Thursday, October 18, 2012

New Models Support Mobile Broadband Consumption

Due to mobile data growth and the associated proliferation of apps, mobile network operators around the world are considering new broadband network deployment models using small cells -- a market segment expected to grow from 3.2 million cells in 2012 to 62.4 million cells in 2016.

4G Americas, a wireless industry trade association representing the 3GPP family of technologies, announced that it has released a report to help with the integration and deployment of high performance heterogeneous networks.

A heterogeneous network consists of different wireless technologies working together to provide a seamless wireless experience to the end user.

It is comprised of traditional large macrocells and smaller cells -- including microcells, picocells and femtocells -- as well as Wi-Fi, which can also be used as a mechanism for broadband traffic offloading.

Additionally, some of the deployment models supporting heterogeneous networks include distributed antenna systems and relays.

"We are at the tip of the iceberg as far as deploying intelligent heterogeneous networks to support the growing mobile broadband demand," said Chris Pearson, President of 4G Americas.

Mobile broadband data consumption is soaring with some estimates expecting worldwide aggregate demand to increase 25 fold between 2011 and 2016. However, attaining new spectrum is difficult and building macrocell sites is cumbersome.
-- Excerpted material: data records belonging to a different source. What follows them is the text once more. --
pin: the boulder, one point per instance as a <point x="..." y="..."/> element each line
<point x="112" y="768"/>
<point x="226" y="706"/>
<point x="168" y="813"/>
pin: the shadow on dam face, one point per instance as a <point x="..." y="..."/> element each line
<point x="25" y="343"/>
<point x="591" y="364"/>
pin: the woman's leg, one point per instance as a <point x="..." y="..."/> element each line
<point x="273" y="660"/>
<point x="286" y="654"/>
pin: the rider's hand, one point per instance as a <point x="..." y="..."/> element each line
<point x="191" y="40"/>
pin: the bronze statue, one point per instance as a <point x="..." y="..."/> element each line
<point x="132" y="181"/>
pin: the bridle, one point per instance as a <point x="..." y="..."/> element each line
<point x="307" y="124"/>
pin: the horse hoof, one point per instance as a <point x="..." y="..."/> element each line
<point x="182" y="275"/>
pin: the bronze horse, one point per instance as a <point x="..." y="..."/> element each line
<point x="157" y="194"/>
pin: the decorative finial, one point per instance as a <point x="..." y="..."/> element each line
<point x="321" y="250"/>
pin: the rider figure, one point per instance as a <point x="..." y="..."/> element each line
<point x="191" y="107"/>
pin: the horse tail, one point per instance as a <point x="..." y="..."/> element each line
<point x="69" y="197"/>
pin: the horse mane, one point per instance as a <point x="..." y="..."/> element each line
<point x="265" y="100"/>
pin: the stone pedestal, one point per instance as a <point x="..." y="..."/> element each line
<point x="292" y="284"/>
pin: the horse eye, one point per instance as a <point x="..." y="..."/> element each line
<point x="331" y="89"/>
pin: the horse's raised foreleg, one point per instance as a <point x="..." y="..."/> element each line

4G Americas continues to advocate for more spectrum throughout the Americas to address network congestion and allow the industry to grow by serving society, and member companies continue to invest in new standardized architectures to improve network performance.

Small cells -- and the heterogeneous network -- are among the innovations for new network architecture that can help to relieve the growing traffic congestion.

That being said, some research has highlighted that traffic distribution is uneven for some carriers -- with 80 percent of the traffic carried by 20 percent of the cell sites. So, ongoing network optimization is required, in addition to adaptive infrastructure modeling.